DEP milletvekillerinin tahliyeleriyle toplumda doğan rahatlamanın aldatıcı olmaması gerekiyor. Çünkü terör kendisini hala "tayin edici" görüyor. Barış, savaş, ateşkes gibi terimlerle, sanki kendisi de bir "devlet"miş gibi hareket ediyor, kazanılan hak ve özgürlükleri küçümsüyor. Bu tavrın sebepleri vardır: Akıttığı kanlarla sonunda Türk devletini dize getirdiği ve zafer kazandığı düşüncesindedir. AB'ye girme eşiğinde olan Türkiye'nin, yeni bir terör dalgası ile işini güçleştirebileceği düşüncesindedir. Artık bir ekmek kapısı ve sektör haline gelen şiddetten vazgeçip "işsiz" kalmak istememektedir. Nihai amacın kültürel haklar sağlamak değil, "demokratik cumhuriyet" olarak tanımladığı devlete "ortak olmak" olduğunu, unutmamaktadır. Geçmişte akıllı olmayan ve AB yolundaki bir Türkiye'den zaten alabileceklerini kan döktürerek kirleten terörün akılsızlığını bundan sonra da sürdüreceğinin işaretleri vardır. "Hükümete ve onlara aynı mesafedeyiz" gibi gereksiz sözler, Öcalan'ı "barış projesinin mimarı" saymak gibi densizlikler, bunların ilk örnekleridir.
Tahliyelerin AB sayesinde olduğu görüşü, tam olarak doğru değildir. Güneydoğuda kan hala oluk oluk akıyor olsa idi, AB'yi kim dinlerdi? Ya da Öcalan'ın yakalandığı günlerde kim, DEP'lilerin tahliyesini ağzına alabilirdi? Tahliyeleri anayasa değişikliği, onu da toplumdaki gelişmeler, yani iç dinamikler hazırlamış ve AB, zeminin olgunlaşmasını hızlandırmıştır.
Neyse ki, bu arada küçük bir ışık da olmuştur. Bu, Leyla Zana isimli, Avrupa'nın en çok kendisiyle ilgili olduğu hanımdır. Tahliyesinden sonra ve takiben Diyarbakır'da söylediği barışçı sözler ümit vericidir. Eğer cezaevinden gerçekten olgunlaşarak çıkmışsa, sözlerinde gerçekten samimi ise ve bundan sonrası için kendisinde yeterli cesareti görüyorsa, bu ufak tefek hanım, çok büyük işler başarabilir ve belki de siyasetin bir lideri olabilir.
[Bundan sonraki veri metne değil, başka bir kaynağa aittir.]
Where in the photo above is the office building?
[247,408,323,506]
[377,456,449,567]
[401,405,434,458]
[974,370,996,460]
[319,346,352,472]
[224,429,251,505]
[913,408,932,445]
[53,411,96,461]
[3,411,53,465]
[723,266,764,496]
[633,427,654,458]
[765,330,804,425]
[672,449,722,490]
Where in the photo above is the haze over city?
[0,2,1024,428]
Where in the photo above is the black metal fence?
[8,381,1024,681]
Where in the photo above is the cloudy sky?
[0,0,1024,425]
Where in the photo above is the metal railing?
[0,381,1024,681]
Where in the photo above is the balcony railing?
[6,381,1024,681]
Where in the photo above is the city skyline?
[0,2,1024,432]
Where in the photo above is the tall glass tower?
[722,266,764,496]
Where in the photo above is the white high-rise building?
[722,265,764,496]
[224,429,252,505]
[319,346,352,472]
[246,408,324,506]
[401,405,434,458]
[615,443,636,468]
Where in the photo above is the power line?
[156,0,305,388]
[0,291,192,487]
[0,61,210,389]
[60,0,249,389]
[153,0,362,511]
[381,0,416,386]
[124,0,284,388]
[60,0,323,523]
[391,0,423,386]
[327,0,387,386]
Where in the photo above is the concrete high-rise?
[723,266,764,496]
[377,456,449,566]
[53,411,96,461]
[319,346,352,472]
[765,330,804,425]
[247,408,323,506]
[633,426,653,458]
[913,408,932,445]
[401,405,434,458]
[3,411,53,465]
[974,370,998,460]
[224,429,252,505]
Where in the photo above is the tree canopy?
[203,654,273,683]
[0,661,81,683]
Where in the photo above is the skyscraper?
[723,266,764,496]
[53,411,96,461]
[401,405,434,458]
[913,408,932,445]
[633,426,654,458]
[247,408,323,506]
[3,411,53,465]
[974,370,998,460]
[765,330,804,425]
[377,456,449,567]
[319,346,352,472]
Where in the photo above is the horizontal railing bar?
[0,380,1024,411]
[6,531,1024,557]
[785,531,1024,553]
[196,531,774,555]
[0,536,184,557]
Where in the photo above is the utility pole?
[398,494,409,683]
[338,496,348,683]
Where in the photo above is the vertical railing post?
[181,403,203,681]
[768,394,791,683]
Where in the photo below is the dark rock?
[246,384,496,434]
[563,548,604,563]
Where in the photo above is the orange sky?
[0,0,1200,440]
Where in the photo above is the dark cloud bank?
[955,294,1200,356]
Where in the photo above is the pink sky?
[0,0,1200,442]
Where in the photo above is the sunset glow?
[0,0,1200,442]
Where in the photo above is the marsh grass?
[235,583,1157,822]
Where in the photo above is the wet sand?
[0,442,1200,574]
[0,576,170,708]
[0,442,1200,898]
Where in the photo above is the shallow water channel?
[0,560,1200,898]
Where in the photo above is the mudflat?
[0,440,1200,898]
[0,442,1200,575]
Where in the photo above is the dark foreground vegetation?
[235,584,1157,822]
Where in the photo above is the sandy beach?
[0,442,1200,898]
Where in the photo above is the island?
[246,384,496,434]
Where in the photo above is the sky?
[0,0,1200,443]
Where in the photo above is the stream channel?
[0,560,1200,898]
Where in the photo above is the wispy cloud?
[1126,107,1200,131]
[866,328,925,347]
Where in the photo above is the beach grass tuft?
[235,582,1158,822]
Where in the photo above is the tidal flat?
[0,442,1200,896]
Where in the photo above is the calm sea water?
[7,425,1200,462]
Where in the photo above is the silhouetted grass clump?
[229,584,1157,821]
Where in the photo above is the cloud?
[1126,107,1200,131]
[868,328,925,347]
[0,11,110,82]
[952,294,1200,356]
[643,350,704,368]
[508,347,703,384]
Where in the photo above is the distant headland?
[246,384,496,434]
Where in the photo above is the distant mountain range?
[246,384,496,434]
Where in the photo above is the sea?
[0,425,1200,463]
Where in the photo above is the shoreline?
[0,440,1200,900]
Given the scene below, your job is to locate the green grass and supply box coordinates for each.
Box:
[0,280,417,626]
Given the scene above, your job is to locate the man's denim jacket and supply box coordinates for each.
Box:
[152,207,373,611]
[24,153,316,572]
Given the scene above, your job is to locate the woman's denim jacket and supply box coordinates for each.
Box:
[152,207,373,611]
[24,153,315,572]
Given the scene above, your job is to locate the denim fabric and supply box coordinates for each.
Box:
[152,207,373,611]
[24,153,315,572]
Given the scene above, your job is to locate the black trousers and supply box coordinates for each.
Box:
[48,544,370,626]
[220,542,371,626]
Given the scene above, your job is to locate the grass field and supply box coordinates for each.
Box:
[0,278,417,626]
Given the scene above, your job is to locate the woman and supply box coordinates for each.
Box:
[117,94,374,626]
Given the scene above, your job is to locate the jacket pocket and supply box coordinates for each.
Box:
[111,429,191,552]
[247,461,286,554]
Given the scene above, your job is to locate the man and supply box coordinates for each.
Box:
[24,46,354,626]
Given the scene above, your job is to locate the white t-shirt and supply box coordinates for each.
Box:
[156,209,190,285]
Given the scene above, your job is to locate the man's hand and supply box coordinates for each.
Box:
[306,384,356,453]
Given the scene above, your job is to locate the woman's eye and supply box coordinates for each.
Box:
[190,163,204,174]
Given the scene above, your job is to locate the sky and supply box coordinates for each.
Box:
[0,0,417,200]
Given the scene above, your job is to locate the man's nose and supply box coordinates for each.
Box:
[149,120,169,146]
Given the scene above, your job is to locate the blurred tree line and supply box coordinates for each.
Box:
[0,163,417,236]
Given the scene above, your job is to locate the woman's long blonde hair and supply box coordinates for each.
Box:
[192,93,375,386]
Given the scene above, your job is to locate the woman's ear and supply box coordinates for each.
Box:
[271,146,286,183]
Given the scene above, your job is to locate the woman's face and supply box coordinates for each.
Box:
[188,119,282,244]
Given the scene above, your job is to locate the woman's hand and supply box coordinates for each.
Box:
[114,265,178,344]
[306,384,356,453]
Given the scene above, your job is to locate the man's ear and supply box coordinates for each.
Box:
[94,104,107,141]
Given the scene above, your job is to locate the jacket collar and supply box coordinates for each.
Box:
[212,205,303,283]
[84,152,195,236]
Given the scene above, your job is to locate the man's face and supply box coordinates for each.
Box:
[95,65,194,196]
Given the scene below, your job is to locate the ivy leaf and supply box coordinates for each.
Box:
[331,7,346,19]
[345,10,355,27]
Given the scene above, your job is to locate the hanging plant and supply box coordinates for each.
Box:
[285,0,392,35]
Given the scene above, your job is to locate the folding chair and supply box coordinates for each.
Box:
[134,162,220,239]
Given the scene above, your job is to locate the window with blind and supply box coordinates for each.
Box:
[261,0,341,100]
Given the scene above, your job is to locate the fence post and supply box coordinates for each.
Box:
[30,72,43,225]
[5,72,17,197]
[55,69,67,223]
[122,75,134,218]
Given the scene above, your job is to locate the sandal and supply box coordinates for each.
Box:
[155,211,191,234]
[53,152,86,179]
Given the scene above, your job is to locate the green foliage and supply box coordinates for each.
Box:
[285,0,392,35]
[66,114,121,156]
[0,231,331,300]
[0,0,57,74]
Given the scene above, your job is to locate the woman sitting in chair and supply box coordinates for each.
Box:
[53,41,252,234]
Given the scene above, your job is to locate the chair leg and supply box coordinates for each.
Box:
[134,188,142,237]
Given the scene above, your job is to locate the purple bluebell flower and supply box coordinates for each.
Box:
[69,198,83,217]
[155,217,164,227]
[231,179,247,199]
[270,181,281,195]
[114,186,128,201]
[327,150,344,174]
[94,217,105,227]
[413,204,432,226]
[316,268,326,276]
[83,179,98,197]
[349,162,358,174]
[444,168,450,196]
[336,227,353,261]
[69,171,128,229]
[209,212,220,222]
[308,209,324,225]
Bundan sonraki aşamada onu ciddi bir görev ve sınav bekliyor. Kişiler önemlidir, ancak unutulmamalıdır ki, terörü yalnız başına Türkiye durduramaz. Terör, sınır komşularımızca gizli-açık misafir edildikçe, Avrupa ülkelerince korunmaya devam edildikçe ve ABD tarafından da kesin şekilde dışlanmadıkça, baş ağrıtmaya devam edecektir. Leyla Zana, şimdilik bir ümit ışığı gibi görünüyor. Bakalım bu tarihi görev ve rolüne sahip çıkabilecek mi?